The refuseniks among us couldn't hold out for long and, looking back, one can only chuckle at the hopelessness of our case. It's a digital world. The handheld is omnipotent.
Few of us had the prescience "back in the day" to understand how swift and all-encompassing the digital revolution would be. We simply could not imagine how a phone the size of a brick would evolve into an iPhone 4s capable of video, graphics, websites, data, photography, games, voice-recognition, music, email, texting, oh, and a phone call should you feel the need for such an old-fashioned concept.
Now, few of us can conceive of life without some sort of hand-held device.
The old mobile phones are being junked along with similarly outmoded PCs, laptops, CD players, televisions, etc.
This stuff is known as e-waste, a modern phenomenon which has become something of a problem in Hastings since the closure of E-Waste Recycling Hawke's Bay in November, but less so in Napier where recycler RCN operates an e-cycle programme.

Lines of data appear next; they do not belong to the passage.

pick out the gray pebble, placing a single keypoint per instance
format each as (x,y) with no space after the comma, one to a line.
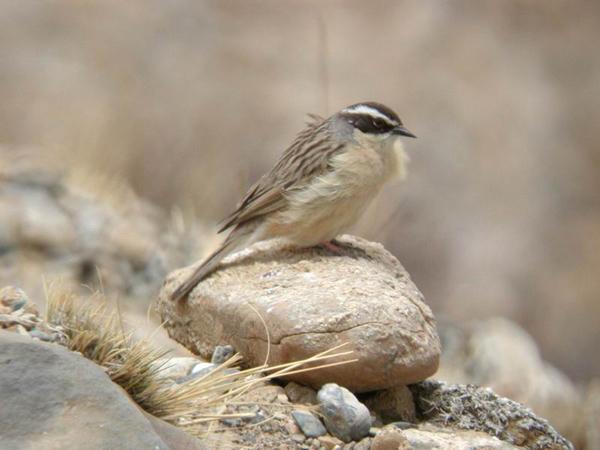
(345,417)
(310,425)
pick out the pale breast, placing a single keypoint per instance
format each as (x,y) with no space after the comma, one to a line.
(333,202)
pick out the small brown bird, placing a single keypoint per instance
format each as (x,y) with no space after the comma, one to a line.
(319,187)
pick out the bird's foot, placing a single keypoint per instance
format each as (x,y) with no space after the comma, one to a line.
(333,246)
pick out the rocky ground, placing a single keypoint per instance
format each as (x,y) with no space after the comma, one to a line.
(269,304)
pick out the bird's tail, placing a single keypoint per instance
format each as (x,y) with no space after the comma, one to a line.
(237,239)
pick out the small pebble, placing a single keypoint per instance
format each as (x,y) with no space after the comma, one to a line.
(221,354)
(298,438)
(37,334)
(345,417)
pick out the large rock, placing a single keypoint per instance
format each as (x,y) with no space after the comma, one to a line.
(60,400)
(311,301)
(499,354)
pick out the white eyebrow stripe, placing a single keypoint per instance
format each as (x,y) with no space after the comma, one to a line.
(364,109)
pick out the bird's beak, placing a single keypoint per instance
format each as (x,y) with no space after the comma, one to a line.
(402,131)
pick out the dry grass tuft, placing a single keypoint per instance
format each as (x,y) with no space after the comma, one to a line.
(96,332)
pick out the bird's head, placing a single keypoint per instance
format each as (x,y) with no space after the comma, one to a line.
(373,120)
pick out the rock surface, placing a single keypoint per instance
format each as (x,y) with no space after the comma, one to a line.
(310,425)
(60,400)
(499,354)
(395,404)
(311,301)
(469,407)
(345,417)
(431,437)
(390,439)
(301,394)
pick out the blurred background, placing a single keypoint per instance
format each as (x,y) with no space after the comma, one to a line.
(189,102)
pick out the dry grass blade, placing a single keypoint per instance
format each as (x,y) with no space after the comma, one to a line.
(95,332)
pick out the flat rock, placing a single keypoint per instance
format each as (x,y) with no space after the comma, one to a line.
(310,301)
(61,400)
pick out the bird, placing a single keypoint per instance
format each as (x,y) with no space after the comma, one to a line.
(318,188)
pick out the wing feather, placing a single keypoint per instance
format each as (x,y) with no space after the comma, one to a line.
(308,156)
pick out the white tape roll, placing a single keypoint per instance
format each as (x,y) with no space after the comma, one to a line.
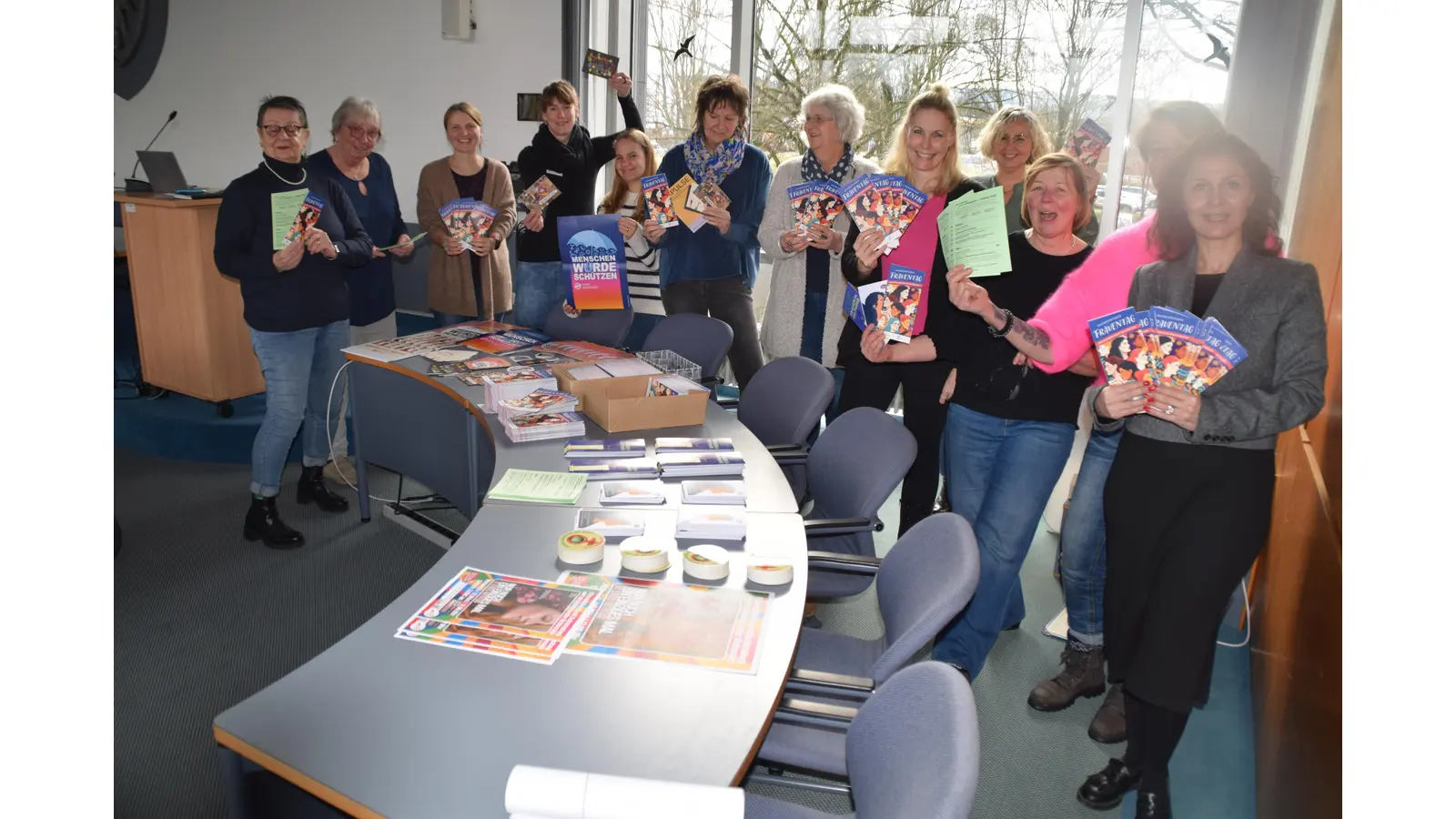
(706,561)
(581,547)
(647,555)
(769,573)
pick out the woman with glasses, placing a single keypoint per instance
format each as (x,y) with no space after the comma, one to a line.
(296,305)
(1009,428)
(370,187)
(466,280)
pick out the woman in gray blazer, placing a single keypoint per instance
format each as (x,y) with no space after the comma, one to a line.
(1190,493)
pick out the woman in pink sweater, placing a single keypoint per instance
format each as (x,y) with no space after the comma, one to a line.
(1055,339)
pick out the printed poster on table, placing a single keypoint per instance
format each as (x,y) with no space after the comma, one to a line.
(594,261)
(670,622)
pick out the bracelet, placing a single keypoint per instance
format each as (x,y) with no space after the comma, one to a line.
(1005,329)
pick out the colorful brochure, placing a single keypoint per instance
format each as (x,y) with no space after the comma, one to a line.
(593,261)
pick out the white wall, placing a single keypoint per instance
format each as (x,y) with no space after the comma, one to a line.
(222,57)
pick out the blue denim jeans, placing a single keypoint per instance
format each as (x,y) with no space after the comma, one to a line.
(298,369)
(1084,541)
(1001,474)
(539,288)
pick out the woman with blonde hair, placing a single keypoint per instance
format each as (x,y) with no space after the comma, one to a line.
(926,153)
(1014,138)
(465,280)
(633,160)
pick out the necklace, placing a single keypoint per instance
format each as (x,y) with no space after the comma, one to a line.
(284,181)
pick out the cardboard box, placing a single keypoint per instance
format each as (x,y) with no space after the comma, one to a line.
(622,404)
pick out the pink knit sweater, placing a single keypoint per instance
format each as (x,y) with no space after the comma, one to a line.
(1096,288)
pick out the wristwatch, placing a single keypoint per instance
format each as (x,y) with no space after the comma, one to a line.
(1005,327)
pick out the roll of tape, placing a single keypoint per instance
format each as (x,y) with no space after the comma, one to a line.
(771,573)
(706,561)
(581,547)
(645,555)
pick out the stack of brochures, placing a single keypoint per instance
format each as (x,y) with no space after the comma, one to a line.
(543,426)
(514,382)
(613,468)
(720,523)
(632,493)
(535,402)
(717,493)
(696,464)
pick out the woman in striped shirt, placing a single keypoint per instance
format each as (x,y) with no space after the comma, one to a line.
(635,159)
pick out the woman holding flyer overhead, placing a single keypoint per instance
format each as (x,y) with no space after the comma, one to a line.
(296,305)
(1009,428)
(1056,339)
(710,263)
(567,157)
(1206,458)
(926,157)
(466,280)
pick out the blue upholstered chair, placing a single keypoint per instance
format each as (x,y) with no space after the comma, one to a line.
(912,749)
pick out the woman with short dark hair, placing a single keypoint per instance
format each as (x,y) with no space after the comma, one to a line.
(713,270)
(296,305)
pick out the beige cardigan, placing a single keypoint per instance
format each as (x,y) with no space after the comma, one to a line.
(451,288)
(784,321)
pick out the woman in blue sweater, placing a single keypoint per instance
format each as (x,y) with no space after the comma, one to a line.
(713,268)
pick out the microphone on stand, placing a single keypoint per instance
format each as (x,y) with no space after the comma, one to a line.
(137,186)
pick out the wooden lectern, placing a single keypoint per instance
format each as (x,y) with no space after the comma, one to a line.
(189,317)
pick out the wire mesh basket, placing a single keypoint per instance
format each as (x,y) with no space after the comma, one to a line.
(672,363)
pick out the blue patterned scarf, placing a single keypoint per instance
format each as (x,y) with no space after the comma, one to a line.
(713,165)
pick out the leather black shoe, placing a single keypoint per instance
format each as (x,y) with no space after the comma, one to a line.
(1106,789)
(1154,804)
(262,523)
(313,490)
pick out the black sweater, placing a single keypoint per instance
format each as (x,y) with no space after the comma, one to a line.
(312,295)
(572,167)
(986,376)
(936,298)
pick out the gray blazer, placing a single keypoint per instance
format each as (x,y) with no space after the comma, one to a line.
(1273,308)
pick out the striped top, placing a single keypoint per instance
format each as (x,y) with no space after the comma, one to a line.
(642,278)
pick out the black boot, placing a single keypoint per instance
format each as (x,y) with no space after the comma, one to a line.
(262,523)
(313,490)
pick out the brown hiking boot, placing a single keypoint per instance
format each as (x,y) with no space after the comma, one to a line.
(1081,675)
(1110,723)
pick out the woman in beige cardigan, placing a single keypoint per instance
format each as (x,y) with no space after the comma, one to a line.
(466,281)
(807,290)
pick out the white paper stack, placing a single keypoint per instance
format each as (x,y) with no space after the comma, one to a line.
(717,493)
(713,523)
(543,426)
(696,464)
(550,793)
(514,382)
(538,401)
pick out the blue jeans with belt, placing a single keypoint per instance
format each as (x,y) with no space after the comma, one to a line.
(1084,541)
(298,369)
(1001,475)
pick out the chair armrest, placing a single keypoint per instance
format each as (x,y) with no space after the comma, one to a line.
(812,681)
(817,713)
(852,564)
(832,526)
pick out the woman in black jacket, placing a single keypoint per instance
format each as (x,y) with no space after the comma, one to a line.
(296,305)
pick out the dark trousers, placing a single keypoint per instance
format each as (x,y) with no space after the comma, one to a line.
(1184,523)
(875,385)
(728,300)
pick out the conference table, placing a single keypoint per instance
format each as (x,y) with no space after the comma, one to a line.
(380,726)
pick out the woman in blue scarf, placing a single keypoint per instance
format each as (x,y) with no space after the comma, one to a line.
(713,270)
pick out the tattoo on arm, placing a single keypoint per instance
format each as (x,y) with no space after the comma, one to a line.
(1034,336)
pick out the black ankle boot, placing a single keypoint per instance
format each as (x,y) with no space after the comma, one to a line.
(1154,804)
(262,523)
(313,490)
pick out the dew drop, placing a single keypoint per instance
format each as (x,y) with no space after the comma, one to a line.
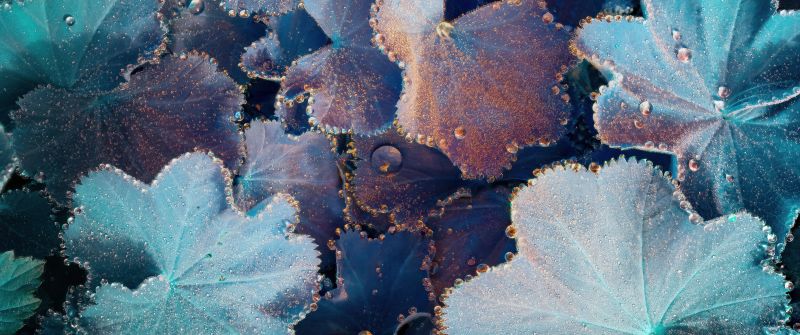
(69,20)
(676,35)
(724,92)
(460,133)
(196,6)
(547,18)
(684,55)
(387,159)
(645,108)
(694,165)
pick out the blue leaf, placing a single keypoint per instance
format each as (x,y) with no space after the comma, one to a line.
(26,226)
(352,86)
(73,43)
(481,87)
(8,160)
(615,253)
(304,167)
(292,35)
(471,235)
(218,271)
(210,29)
(252,7)
(381,284)
(165,110)
(709,81)
(405,179)
(19,279)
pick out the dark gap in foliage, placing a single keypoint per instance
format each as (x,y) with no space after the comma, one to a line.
(455,8)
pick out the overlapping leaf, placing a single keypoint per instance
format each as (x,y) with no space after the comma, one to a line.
(353,87)
(404,179)
(714,83)
(482,86)
(216,270)
(164,110)
(304,167)
(26,225)
(19,278)
(203,26)
(615,253)
(73,43)
(381,284)
(291,36)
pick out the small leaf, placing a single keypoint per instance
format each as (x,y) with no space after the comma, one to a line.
(19,279)
(216,270)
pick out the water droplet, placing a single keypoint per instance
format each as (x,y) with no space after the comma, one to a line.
(723,92)
(676,35)
(459,133)
(196,6)
(387,159)
(69,20)
(694,165)
(511,232)
(645,108)
(684,55)
(547,18)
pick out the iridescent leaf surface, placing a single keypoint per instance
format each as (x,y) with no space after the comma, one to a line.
(268,7)
(218,271)
(352,86)
(614,253)
(401,178)
(482,86)
(72,43)
(571,12)
(165,110)
(715,85)
(381,284)
(19,279)
(471,236)
(8,161)
(203,26)
(291,36)
(26,226)
(304,167)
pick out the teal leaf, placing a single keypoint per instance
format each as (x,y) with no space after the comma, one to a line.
(8,161)
(26,224)
(162,111)
(714,83)
(615,253)
(19,279)
(73,43)
(212,270)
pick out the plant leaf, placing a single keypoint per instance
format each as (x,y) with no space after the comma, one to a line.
(216,270)
(19,279)
(614,253)
(712,77)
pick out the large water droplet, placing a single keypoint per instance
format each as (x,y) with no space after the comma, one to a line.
(387,159)
(196,6)
(69,20)
(645,108)
(724,92)
(684,55)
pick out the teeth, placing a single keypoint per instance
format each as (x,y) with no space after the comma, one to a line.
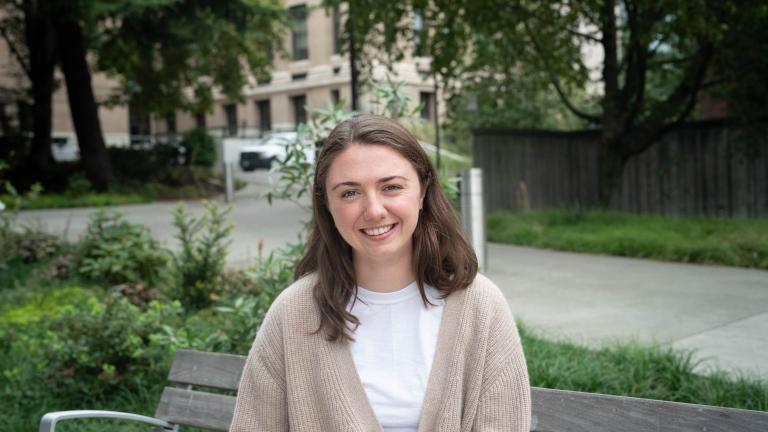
(378,231)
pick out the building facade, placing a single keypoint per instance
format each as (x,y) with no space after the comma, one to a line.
(314,74)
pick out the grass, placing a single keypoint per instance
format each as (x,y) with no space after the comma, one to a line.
(636,370)
(741,243)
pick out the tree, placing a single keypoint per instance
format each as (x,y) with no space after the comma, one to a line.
(656,56)
(160,49)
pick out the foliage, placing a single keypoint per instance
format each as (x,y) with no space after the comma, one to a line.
(90,349)
(295,171)
(636,370)
(741,243)
(116,251)
(635,69)
(199,264)
(199,148)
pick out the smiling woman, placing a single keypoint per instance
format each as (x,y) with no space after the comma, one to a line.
(388,326)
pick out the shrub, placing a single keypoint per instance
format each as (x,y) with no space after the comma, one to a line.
(91,349)
(199,264)
(199,148)
(35,246)
(116,251)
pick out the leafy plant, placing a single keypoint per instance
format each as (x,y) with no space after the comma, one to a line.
(199,148)
(117,251)
(199,264)
(91,349)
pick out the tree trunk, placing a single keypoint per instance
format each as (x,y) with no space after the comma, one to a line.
(42,49)
(82,104)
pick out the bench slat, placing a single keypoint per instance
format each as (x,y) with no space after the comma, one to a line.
(561,410)
(198,368)
(197,409)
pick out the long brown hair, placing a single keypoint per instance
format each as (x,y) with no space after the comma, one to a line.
(442,257)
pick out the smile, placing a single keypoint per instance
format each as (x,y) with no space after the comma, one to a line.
(378,230)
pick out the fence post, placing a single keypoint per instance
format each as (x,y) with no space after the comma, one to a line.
(473,213)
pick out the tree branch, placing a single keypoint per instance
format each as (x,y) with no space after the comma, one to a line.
(585,36)
(556,82)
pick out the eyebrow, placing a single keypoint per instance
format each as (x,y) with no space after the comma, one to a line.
(381,180)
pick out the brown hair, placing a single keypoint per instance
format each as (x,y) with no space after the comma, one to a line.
(442,257)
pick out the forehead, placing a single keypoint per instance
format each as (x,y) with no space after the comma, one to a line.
(369,162)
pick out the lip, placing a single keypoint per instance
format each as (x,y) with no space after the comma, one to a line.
(380,236)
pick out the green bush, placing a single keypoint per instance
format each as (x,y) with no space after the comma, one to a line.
(117,251)
(200,149)
(89,350)
(199,264)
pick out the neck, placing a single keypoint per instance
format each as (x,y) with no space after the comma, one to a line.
(384,276)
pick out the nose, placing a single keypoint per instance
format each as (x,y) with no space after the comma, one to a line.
(374,209)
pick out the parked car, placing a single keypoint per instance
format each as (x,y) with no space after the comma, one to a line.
(269,149)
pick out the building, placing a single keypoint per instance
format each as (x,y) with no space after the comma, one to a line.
(315,73)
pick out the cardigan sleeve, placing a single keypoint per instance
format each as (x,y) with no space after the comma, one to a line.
(505,398)
(261,397)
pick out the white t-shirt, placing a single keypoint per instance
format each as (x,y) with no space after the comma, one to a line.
(393,351)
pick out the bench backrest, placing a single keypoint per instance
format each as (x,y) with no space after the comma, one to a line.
(553,410)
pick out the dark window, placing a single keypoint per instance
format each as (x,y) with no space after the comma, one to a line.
(425,98)
(299,109)
(265,116)
(170,124)
(138,124)
(336,30)
(200,120)
(335,96)
(230,110)
(417,26)
(300,46)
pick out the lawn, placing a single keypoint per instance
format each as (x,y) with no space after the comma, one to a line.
(742,243)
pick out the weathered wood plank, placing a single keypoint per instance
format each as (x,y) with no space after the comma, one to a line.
(560,410)
(216,370)
(196,409)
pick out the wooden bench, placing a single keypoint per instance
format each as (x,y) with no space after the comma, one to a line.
(188,404)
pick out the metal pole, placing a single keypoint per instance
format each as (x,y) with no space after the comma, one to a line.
(229,183)
(473,213)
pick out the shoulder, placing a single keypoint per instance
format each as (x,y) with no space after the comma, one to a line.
(295,305)
(483,295)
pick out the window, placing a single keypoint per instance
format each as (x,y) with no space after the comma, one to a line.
(335,96)
(298,15)
(230,111)
(336,30)
(299,109)
(138,125)
(425,98)
(200,120)
(417,26)
(265,116)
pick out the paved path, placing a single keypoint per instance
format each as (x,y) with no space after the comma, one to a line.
(721,312)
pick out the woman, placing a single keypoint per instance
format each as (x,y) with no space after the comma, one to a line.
(388,326)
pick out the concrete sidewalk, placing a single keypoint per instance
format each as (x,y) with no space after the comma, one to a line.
(720,312)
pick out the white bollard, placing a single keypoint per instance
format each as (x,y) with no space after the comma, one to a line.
(473,213)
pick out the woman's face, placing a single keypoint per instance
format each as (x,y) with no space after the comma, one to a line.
(374,197)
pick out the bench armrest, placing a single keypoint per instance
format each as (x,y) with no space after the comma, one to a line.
(49,420)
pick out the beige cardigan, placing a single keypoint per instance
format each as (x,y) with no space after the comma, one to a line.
(297,381)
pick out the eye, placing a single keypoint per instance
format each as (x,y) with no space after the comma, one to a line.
(392,187)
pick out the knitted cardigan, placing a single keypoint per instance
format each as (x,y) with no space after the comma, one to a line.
(295,380)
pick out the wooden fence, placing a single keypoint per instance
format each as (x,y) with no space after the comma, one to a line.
(702,169)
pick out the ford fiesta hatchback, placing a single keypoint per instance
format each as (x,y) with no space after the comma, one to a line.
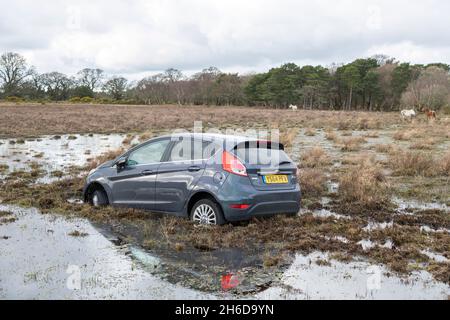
(212,179)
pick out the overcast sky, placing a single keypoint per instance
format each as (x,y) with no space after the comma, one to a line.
(141,37)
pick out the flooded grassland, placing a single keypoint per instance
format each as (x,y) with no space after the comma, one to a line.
(376,192)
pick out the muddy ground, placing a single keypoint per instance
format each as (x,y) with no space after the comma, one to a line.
(376,193)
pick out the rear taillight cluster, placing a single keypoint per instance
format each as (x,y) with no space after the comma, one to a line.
(232,164)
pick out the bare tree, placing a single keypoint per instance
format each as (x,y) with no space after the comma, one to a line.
(57,85)
(13,71)
(431,89)
(90,78)
(116,87)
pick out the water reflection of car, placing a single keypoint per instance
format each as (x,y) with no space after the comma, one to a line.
(212,179)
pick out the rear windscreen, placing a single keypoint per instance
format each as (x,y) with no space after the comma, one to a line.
(262,156)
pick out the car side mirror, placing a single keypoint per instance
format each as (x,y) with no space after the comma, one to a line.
(121,163)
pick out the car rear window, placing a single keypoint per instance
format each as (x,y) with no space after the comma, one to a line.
(262,156)
(190,149)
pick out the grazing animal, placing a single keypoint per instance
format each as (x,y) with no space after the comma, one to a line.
(408,114)
(431,114)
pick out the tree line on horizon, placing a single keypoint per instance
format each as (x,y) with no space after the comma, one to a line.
(377,83)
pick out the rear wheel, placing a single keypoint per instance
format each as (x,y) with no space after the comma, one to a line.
(98,198)
(207,212)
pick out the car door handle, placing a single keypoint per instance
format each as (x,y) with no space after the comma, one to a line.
(194,169)
(147,172)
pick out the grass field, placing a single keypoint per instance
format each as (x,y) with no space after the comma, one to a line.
(366,178)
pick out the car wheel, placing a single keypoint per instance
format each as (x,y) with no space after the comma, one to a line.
(99,198)
(207,212)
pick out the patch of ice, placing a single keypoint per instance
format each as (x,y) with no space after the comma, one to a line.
(404,205)
(435,256)
(40,261)
(355,280)
(378,226)
(324,213)
(431,230)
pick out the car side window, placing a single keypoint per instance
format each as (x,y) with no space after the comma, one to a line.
(188,149)
(150,153)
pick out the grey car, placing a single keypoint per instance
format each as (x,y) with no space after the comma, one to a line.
(209,178)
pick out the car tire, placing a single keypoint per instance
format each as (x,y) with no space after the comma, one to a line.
(207,212)
(98,198)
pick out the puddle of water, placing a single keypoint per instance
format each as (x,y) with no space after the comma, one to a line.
(56,154)
(355,280)
(147,260)
(39,260)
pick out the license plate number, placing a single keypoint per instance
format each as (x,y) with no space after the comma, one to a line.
(275,179)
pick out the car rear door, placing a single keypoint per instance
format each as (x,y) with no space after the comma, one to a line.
(134,185)
(179,174)
(268,166)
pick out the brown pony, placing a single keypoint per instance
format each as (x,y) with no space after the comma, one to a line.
(430,113)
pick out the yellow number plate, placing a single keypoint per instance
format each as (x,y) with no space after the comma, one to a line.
(276,179)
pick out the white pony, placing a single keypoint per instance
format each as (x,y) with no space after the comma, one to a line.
(408,114)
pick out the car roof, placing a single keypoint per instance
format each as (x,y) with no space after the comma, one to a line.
(213,136)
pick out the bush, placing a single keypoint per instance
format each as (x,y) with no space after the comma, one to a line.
(312,182)
(315,158)
(14,99)
(75,100)
(86,100)
(407,163)
(444,165)
(446,109)
(365,185)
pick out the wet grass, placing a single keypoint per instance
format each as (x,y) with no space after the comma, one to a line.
(365,189)
(57,119)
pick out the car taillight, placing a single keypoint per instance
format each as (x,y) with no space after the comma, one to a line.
(232,164)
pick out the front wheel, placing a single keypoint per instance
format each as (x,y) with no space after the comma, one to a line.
(98,198)
(207,212)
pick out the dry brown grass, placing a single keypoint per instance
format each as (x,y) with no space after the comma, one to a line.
(365,185)
(312,182)
(35,119)
(288,136)
(412,163)
(310,132)
(352,143)
(331,136)
(314,158)
(444,164)
(384,148)
(423,144)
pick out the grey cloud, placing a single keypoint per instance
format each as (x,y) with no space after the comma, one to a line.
(135,37)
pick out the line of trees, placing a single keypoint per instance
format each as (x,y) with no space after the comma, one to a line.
(376,83)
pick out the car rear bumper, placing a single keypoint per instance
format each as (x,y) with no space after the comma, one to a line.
(261,203)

RCN project manager Jon Thornhill points out that despite the massive amount of e-waste created annually as individuals and businesses upgrade their technology, the easy option is still to dump the unwanted material at the landfill.
What is required, he suggests, is legislation preventing the dumping of e-waste. There is a market for recycled components and materials from e-waste and a ban on dumping (effectively mandatory recycling) would increase the likelihood of businesses scaling up around this.
That makes a lot of sense. I accept the digital age is what we live in but we don't need to further pollute poor old Mother Earth just so we can play Angry Birds on our hand-helds.